Self-Serve Data Acces

Learn more here about how Satori simplifies Self-Serve Data Access.

Until recently, the paradigm for data access was mainly that of data engineers or DBAs that authorize data consumers to access data. Self-Service Data Access is a new paradigm that strives to provide tools to a wide range of users to access, manipulate and provision its data assets. This paradigm change intends to drive data democratization, allow greater agility, and generally enhance user usage of data assets throughout an organization or company.

The Common Reasons of Self-Service Data Access Adoption

  • Increased pace for business activities: Business processes have become much more time-dependent, and users cannot afford long periods to get data insights. Therefore, there has been a need to empower users to be able to fulfill their data requirements.
  • A more significant number of data sources: Companies and organizations have increasingly collected data from various sources. This large and diverse data enables new insights from existing data thanks to aggregation and enrichment derived from new sources, ultimately leading to operational advantages. It has been of paramount importance to empower users to use these new insights to exploit these new insights.
  • Widespread adoption of data-driven culture: Organizations are leading data democratization initiatives that aim to provide users with new sets of skills to be able to use data for decision-making, regardless of their position and role. This is based on the concept that open data access can reduce the error derived from human bias in the context of decision-making at all levels. A more significant number of users can now create their requirements for data assets and operate the tools required to fetch and visualize them.

In response to the new user’s need for self-service in the context of data, providers, and vendors have been progressively adding tools that support self-service for data visualization, analytics, business intelligence, and data aggregation.

For these systems and tools to work effectively, several conditions need to be fulfilled.

  • Data repositories for self-service: Data access with the appropriate restrictions and permissions needs to be ensured for all users who require them.
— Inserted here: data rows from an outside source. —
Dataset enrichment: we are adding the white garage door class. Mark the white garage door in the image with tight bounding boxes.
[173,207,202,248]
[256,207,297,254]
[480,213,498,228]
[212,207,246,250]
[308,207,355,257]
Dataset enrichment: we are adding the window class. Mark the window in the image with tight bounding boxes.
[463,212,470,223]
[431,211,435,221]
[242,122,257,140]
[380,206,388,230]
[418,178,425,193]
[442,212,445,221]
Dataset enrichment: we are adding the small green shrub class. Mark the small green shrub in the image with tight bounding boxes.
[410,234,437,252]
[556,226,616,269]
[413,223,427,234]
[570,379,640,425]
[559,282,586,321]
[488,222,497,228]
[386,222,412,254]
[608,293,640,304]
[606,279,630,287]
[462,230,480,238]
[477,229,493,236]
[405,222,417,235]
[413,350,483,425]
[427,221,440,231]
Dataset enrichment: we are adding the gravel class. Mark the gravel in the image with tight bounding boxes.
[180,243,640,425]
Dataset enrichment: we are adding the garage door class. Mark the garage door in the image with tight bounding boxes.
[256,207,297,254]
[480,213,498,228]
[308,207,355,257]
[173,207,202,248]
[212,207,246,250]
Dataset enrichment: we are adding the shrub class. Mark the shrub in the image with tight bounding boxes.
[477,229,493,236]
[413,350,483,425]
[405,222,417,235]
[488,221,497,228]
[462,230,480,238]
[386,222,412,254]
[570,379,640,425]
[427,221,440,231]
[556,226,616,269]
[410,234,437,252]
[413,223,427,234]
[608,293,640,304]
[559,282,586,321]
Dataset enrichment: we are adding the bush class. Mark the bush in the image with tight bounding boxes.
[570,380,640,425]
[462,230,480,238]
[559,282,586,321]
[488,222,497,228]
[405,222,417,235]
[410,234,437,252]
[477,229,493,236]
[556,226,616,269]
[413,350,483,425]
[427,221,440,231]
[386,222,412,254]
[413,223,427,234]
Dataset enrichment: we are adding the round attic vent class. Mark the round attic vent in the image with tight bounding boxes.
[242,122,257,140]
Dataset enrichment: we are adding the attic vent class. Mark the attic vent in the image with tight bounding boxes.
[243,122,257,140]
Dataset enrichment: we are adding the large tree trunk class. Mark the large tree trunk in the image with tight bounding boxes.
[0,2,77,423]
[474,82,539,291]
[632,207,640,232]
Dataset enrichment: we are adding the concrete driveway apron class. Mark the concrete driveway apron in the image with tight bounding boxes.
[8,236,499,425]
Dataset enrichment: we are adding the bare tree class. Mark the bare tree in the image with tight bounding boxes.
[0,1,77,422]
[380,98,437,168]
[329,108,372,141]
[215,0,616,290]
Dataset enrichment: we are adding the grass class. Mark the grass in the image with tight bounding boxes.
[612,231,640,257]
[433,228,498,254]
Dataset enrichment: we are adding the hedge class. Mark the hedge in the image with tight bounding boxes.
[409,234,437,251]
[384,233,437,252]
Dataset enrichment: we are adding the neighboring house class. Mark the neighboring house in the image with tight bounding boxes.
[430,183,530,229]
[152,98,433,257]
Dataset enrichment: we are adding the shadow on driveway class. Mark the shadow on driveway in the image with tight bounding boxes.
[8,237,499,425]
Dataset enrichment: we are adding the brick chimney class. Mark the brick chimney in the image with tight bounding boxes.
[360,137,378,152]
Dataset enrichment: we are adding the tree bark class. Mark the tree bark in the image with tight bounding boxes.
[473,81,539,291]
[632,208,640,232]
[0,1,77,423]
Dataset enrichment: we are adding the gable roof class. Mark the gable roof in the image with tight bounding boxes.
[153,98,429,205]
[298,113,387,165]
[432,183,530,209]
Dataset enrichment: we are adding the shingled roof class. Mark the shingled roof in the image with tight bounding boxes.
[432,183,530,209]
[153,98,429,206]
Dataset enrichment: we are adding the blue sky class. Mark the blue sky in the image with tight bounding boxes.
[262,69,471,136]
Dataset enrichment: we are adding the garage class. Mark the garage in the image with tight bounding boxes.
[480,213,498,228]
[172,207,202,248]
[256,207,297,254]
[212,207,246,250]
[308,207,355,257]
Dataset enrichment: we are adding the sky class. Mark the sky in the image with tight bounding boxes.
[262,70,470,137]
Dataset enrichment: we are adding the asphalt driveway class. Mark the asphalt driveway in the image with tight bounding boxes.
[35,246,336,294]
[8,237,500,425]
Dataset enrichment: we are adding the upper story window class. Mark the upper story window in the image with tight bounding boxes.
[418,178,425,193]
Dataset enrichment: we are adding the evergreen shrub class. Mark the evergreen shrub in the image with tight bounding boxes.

To provide an ordered way for users to access the data, data engineers can create data marts or data repositories for specific users. These users can use these repositories and self-service data tools for visualization, analytics, and exploration.
  • Metadata repositories and data catalogs: Exploring digital assets is of paramount importance to be able to use self-service data tools. Metadata repositories and data catalogs enable users to freely explore the catalog of available data assets in the context of data discovery initiatives that ultimately seek to derive new insights from existing data.
  • Access Control Management: Data repositories should be clearly defined access control policies that limit user access depending on the role and need. This way, secure applications and insights can be constructed with self-service tools without compromising security.


The use of analytics sandboxes can be especially beneficial to address these self-service data access needs. It enables the isolation of sensitive data within a cloud environment to control the distribution of data assets and analytics being run on it.